Cassandra shrugged. “By curfew?” she suggested, but Maxine laughed at her reply. The girl didn’t cower. “Fine, fine, Mrs. King. Let’s say by dinner. Lucy has a lot to see.”
With visible frustration, Maxine relented. Turning away and placing her palms flat on the apartment’s small kitchen table. She bent over, as if in prayer, and didn’t say anything else as Cassandra and Lucy exited the apartment and walked out into the sterile hallway. The elation Lucy felt at winning against her mother’s will was quickly replaced by confusion and apprehension—did she really want to follow this girl blindly throughout the System?
After the door was shut and they had meandered a few feet away, the girl flipped her long braids over her shoulders and smiled. “Parents in this place have become so predictable. They want you to buy in to the same lie they have. So much so that they’re eager to do things they never would have before. They’re permissive, to a point, and to a fault.”

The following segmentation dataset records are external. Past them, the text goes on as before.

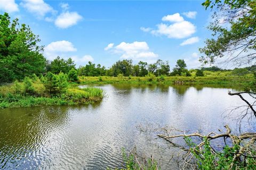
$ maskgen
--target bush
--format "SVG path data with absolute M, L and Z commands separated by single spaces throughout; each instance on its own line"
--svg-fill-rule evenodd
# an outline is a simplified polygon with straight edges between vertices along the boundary
M 197 70 L 196 73 L 196 76 L 204 76 L 204 72 L 202 70 Z
M 147 79 L 149 81 L 153 81 L 155 77 L 156 76 L 155 75 L 155 74 L 154 74 L 151 72 L 149 72 L 148 73 L 148 75 L 147 75 Z
M 15 94 L 23 94 L 25 93 L 25 88 L 22 83 L 19 82 L 18 80 L 15 80 L 12 87 Z
M 78 80 L 77 71 L 73 68 L 68 73 L 68 80 L 71 82 L 76 82 Z
M 60 72 L 59 75 L 55 75 L 57 78 L 57 92 L 63 93 L 66 92 L 68 83 L 67 81 L 67 74 Z
M 118 78 L 120 78 L 120 79 L 122 79 L 124 78 L 124 74 L 118 74 L 117 75 L 117 77 L 118 77 Z
M 24 88 L 25 90 L 25 92 L 33 95 L 35 93 L 35 88 L 33 86 L 32 80 L 30 79 L 29 77 L 25 77 L 24 80 L 23 80 L 23 83 L 24 83 Z

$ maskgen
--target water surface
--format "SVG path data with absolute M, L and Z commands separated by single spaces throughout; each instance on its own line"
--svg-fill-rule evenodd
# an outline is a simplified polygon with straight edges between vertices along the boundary
M 39 106 L 0 110 L 0 169 L 106 169 L 122 167 L 121 149 L 161 158 L 162 169 L 177 151 L 147 125 L 206 133 L 236 121 L 223 117 L 241 105 L 227 88 L 186 86 L 105 85 L 101 102 L 85 106 Z M 234 116 L 234 115 L 233 115 Z M 255 126 L 245 126 L 252 130 Z

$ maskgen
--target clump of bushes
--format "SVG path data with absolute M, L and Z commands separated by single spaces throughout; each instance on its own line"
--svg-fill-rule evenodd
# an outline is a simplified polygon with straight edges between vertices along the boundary
M 201 69 L 198 69 L 198 70 L 196 70 L 196 76 L 204 76 L 204 72 L 203 71 L 203 70 L 202 70 Z
M 155 78 L 156 76 L 153 73 L 149 72 L 148 73 L 148 75 L 147 75 L 146 77 L 148 81 L 153 81 Z
M 49 105 L 74 105 L 97 101 L 103 97 L 101 89 L 70 88 L 70 75 L 48 72 L 38 78 L 35 74 L 23 81 L 0 87 L 0 108 Z M 75 79 L 73 79 L 74 80 Z

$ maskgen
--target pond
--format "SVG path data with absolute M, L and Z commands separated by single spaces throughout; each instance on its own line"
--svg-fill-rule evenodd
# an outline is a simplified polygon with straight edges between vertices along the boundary
M 140 129 L 166 125 L 202 133 L 237 121 L 223 112 L 241 104 L 230 89 L 164 85 L 99 86 L 103 100 L 89 106 L 0 110 L 0 169 L 106 169 L 122 167 L 122 148 L 161 158 L 177 169 L 177 150 L 156 134 Z M 233 115 L 233 116 L 235 116 Z M 235 116 L 234 116 L 235 117 Z M 255 130 L 249 125 L 244 130 Z M 181 140 L 182 140 L 182 138 Z

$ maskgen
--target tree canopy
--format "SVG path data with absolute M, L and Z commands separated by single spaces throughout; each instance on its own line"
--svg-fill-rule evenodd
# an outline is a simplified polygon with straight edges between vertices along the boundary
M 0 14 L 0 82 L 22 79 L 45 71 L 43 47 L 29 26 L 12 21 L 7 13 Z
M 256 59 L 256 2 L 252 0 L 206 1 L 206 7 L 215 10 L 208 27 L 212 38 L 199 49 L 204 64 L 230 62 L 238 66 L 255 64 Z M 216 6 L 216 8 L 213 8 Z

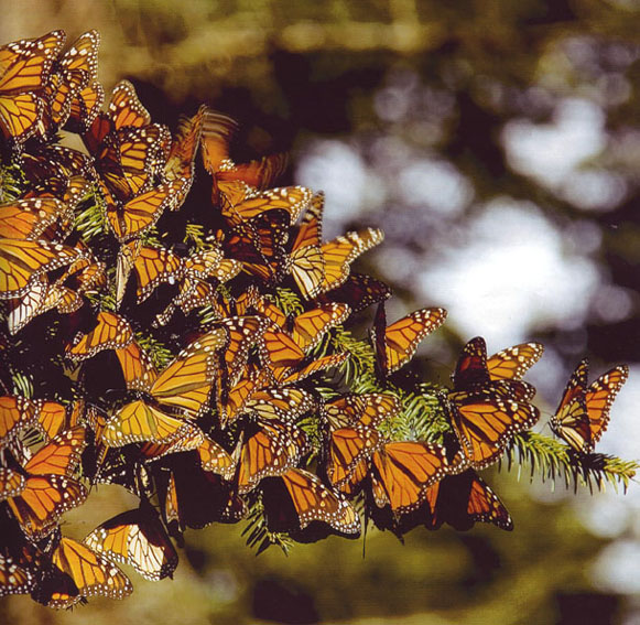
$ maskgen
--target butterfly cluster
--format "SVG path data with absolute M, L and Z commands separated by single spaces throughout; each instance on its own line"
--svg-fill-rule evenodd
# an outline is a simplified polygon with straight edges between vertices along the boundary
M 379 229 L 323 240 L 323 194 L 274 186 L 284 154 L 235 162 L 237 125 L 207 106 L 174 132 L 128 82 L 105 106 L 98 43 L 0 47 L 0 596 L 127 596 L 119 564 L 171 576 L 174 541 L 213 522 L 249 518 L 261 549 L 369 520 L 511 529 L 478 472 L 538 422 L 521 378 L 542 345 L 469 341 L 452 388 L 420 390 L 422 427 L 399 428 L 422 387 L 397 376 L 446 311 L 387 324 L 390 288 L 351 271 Z M 551 421 L 577 459 L 627 368 L 586 375 Z M 102 484 L 139 506 L 65 536 Z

“I’m not sure I’ve found that to be the case,” Lucy said, thinking only of Grant.
“Cass,” she said, sticking out her hand toward Lucy’s middle. Lucy grabbed her palm and gave it a small pump. “Your next door neighbor.”
“Lucy. King.”
“I know. The Head Technician’s daughter.”

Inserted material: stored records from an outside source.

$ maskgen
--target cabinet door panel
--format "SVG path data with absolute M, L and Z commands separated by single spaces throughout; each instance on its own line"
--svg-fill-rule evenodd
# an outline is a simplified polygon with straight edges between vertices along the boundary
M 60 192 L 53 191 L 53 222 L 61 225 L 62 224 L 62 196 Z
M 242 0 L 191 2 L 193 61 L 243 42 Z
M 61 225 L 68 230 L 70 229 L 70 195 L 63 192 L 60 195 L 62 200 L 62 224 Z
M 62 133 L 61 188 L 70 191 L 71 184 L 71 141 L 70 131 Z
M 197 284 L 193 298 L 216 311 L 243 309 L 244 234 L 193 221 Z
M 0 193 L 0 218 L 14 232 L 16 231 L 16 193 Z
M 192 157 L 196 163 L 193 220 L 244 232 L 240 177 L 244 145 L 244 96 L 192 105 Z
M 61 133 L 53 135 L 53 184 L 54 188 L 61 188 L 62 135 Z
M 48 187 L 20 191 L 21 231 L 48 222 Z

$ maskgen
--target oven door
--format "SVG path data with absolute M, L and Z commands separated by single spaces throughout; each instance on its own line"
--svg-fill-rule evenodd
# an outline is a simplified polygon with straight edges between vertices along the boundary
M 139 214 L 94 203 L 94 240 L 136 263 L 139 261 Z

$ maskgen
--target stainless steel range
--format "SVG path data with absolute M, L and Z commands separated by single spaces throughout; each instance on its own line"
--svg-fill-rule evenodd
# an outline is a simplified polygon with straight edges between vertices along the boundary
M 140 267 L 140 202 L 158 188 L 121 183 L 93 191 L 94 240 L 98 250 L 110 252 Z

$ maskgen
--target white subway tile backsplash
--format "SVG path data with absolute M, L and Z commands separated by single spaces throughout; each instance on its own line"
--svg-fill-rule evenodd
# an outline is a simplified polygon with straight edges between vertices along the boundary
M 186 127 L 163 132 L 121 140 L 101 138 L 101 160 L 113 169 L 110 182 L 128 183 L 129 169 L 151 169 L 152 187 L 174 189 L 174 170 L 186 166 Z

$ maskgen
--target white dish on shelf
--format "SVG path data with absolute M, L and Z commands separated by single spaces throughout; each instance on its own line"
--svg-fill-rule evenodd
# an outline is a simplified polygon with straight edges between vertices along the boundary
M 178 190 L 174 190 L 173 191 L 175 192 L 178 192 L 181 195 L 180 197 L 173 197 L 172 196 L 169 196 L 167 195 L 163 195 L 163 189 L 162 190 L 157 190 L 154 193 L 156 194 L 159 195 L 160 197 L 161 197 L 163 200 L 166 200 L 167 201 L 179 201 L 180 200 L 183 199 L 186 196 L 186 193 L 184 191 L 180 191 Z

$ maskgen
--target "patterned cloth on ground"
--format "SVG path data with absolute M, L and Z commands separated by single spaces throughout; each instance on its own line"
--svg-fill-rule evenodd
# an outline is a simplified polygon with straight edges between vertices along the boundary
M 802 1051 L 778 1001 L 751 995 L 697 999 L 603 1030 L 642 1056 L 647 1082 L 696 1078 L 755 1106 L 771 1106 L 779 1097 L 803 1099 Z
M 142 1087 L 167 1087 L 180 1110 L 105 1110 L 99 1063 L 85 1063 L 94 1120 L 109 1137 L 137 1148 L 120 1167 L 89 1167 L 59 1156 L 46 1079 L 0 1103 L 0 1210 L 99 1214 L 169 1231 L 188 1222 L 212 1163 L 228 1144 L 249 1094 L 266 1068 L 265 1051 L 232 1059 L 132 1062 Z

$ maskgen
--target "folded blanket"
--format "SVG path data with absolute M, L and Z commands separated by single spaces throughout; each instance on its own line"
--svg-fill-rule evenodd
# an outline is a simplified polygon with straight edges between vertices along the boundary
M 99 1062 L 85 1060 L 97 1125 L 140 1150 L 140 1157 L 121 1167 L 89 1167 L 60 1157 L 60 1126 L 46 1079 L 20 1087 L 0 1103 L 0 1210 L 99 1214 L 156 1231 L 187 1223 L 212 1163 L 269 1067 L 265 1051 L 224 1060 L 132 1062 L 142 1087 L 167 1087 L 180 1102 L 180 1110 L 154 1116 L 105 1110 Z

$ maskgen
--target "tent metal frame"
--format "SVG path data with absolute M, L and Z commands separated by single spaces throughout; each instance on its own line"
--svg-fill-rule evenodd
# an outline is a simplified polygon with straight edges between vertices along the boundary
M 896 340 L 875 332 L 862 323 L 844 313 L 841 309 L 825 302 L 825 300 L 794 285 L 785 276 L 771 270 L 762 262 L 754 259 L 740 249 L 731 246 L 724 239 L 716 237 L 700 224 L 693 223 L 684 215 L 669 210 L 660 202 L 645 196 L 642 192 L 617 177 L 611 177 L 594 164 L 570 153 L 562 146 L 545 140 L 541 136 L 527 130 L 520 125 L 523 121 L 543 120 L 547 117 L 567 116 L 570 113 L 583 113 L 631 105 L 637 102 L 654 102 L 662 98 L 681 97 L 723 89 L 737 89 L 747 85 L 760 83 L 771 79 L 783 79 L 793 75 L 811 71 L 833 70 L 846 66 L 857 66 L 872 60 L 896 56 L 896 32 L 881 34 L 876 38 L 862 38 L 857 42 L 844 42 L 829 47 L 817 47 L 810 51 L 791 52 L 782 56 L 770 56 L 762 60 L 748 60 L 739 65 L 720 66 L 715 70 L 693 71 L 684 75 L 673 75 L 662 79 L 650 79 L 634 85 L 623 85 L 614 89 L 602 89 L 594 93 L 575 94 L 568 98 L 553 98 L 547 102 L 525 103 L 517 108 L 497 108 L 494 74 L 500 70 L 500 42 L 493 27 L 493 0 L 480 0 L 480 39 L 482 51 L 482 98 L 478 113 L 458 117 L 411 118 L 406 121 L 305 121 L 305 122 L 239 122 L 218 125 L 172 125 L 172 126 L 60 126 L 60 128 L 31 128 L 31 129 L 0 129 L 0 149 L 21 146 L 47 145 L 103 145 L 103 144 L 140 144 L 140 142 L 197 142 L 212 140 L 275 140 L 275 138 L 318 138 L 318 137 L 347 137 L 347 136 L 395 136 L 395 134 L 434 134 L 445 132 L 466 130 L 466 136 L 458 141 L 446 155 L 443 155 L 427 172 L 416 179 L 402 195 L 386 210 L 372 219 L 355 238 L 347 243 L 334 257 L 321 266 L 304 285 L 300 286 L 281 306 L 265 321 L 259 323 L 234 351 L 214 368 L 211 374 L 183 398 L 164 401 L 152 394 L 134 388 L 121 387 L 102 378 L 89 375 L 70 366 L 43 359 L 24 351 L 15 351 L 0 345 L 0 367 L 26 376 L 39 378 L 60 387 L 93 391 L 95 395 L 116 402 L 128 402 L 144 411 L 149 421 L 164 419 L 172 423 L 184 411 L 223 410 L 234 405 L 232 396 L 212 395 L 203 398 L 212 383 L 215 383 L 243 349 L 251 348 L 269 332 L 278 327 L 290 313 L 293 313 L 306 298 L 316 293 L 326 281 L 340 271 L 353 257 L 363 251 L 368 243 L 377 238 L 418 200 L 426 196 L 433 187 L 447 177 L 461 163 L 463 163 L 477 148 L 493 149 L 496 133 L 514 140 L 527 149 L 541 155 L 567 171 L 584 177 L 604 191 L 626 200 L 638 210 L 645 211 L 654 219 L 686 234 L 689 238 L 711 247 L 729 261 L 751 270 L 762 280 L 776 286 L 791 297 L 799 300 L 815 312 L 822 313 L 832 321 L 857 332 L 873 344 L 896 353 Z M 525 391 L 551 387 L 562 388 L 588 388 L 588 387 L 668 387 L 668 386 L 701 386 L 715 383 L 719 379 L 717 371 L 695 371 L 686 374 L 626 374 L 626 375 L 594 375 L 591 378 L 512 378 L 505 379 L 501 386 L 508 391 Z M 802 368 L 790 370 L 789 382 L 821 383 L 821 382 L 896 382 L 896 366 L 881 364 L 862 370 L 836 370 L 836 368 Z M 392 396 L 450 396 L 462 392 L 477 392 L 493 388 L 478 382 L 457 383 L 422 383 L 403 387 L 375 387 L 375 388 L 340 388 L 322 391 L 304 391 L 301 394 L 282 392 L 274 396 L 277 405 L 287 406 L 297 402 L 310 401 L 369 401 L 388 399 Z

“So, how did you end up down here?”
Cass smiled. “Your dad orchestrated the reason we’re here. My dad is the man behind the place.”
“Oh yeah?” Lucy asked, her head still foggy and her mind still fixated on Grant and Grant alone.
“Yuppers,” she replied. “Claude Salvant. Architect and designer behind all the Systems. Overseer of Building for this one. So,” Cass flashed Lucy a wink, “keep your complaints to yourself.”
Joking or not, Lucy couldn’t even bring herself to smile. Cassandra seemed to notice her audience was struggling. They approached the door at the end and pushed their way through, then walked to the elevator and Cass called it to them by placing her palm on the device by the door. Once inside the elevator, Cass turned to Lucy and smiled.